The Watauga River - this section is located near the N.C. 105/Broadstone Road intersection. Photo by Ken Ketchie
The Watauga River – this section is located near the N.C. 105/Broadstone Road intersection. Photo by Ken Ketchie

By Jesse Wood

As the Town of Boone’s water intake project on the South Fork of the New River drags on into 2015, continuing to jump or skirt numerous hurdles along the way, people around town have been asking: Why not pull water from the Watauga River?

W.K. Dickson, the Charlotte-based engineer firm hired by the Town of Boone, identified the Watauga River among 26 other sites for the town’s raw water intake system that will be capable of drawing four million gallons of water per day out of the New River once it comes on line in a few years.

According to an old pamphlet distributed by the Town of Boone detailing the project to residents, “The options spanned the area from Watauga Lake in Tennessee to the Yadkin River, including several sites on the South Fork of the New River.”

The Watauga River flows underneath N.C. 105.
The Watauga River flows underneath N.C. 105.

Based on W.K. Dickson’s analysis, the mayor and town council at the time chose the current site on the South Fork of the New River near Ashe County, which was noted as the “best option for the intake facility” in the pamphlet.

While W.K. Dickson doesn’t have authority to speak on behalf of the Town of Boone, Town Manager John Ward said that from his understanding there are three reasons the Watauga River wasn’t selected as the water source for the proposed intake.

  • Water from the Watauga River would require an interbasin transfer permit from the state.
  • 20 percent 7Q10 flow requirements were factored into the decision involving the amount of water available while meeting federal requirements.
  • Static lift from Watauga River to Boone is rather high, adding costs.

According to a state water allocation study by Duke’s Nicholas Institute for Environmental Policy Solutions, an interbasin transfer permit is “difficult to obtain.”

As for the 7Q10 flow? This is considered the standard measurement to evaluate stream flow for the purposes of water withdrawal and wastewater discharge, which the Town of Boone’s proposed water intake will accomplish. 7Q10 flow is defined as the lowest stream flow that is measured for seven consecutive days and this amount is estimated to be a once-every-10-years event.

According to DENR report, the Town of Beech Mountain is the only local water supply plan system that uses surface water from the Watauga Basin, which happens to be the smallest river basin in the state.

The vast majority of Boone is located in the New River Basin. The North Carolina section of the Watauga Basin is comprised of 206 square miles of headwaters of a larger 883-square-mile basin that is primarily located in Tennessee, according to a 2001 DENR Division of Water Resources report.

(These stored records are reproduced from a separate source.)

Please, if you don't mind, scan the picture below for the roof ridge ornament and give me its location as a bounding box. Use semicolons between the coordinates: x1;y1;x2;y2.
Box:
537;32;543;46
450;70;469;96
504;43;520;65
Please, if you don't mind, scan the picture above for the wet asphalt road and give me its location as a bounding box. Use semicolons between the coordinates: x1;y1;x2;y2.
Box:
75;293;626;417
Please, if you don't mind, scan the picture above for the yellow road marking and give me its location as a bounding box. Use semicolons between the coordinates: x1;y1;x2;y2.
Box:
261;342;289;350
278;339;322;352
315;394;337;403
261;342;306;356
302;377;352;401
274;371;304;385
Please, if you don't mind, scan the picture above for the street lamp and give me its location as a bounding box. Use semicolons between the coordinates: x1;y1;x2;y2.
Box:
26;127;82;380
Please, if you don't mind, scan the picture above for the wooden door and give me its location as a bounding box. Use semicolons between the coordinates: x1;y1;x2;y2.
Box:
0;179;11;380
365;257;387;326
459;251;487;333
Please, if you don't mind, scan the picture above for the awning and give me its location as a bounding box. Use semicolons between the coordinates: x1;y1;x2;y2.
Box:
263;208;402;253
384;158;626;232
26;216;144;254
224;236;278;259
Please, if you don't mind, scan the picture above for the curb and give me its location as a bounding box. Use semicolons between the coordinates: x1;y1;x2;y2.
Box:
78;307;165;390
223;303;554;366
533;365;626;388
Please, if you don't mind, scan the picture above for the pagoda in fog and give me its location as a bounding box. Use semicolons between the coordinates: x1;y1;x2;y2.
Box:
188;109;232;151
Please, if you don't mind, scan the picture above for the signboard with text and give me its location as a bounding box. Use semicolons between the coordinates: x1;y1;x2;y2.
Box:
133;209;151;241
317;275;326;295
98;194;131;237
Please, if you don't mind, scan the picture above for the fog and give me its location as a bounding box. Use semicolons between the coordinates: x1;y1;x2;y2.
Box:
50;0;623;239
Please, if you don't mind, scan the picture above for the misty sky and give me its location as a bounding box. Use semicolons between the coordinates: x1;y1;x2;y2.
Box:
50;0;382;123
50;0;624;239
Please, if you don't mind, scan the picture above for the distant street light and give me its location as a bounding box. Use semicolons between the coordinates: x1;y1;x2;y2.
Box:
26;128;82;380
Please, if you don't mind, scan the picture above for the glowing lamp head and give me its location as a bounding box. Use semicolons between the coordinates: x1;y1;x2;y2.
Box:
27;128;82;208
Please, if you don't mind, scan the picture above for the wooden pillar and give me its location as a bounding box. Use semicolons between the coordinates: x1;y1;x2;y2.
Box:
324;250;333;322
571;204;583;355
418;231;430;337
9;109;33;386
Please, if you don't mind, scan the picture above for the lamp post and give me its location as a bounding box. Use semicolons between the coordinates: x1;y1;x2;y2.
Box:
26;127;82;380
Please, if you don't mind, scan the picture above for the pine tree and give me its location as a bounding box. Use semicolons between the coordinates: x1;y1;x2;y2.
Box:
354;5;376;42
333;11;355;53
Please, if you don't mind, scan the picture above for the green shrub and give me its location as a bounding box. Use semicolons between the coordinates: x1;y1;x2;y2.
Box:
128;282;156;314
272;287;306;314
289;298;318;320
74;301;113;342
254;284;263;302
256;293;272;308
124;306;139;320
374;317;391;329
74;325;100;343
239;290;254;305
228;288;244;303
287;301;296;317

The section of the Watauga Basin in North Carolina drains the mountains of Watauga and Avery counties through the Elk and Watauga River, which flow into the Watauga Lake in Tennessee’s Carter County.

As for costs, it’s unclear how much more money the Town of Boone would have had to spend to transfer water into Boone from the Watauga River.

In 2008, 73 percent of town voters approved the $25-million bond referendum in  for a new intake system drawing water from the New River near Todd. Two years later, the Boone Town Council accepted a $20.5 million loan from the USDA to finance the project.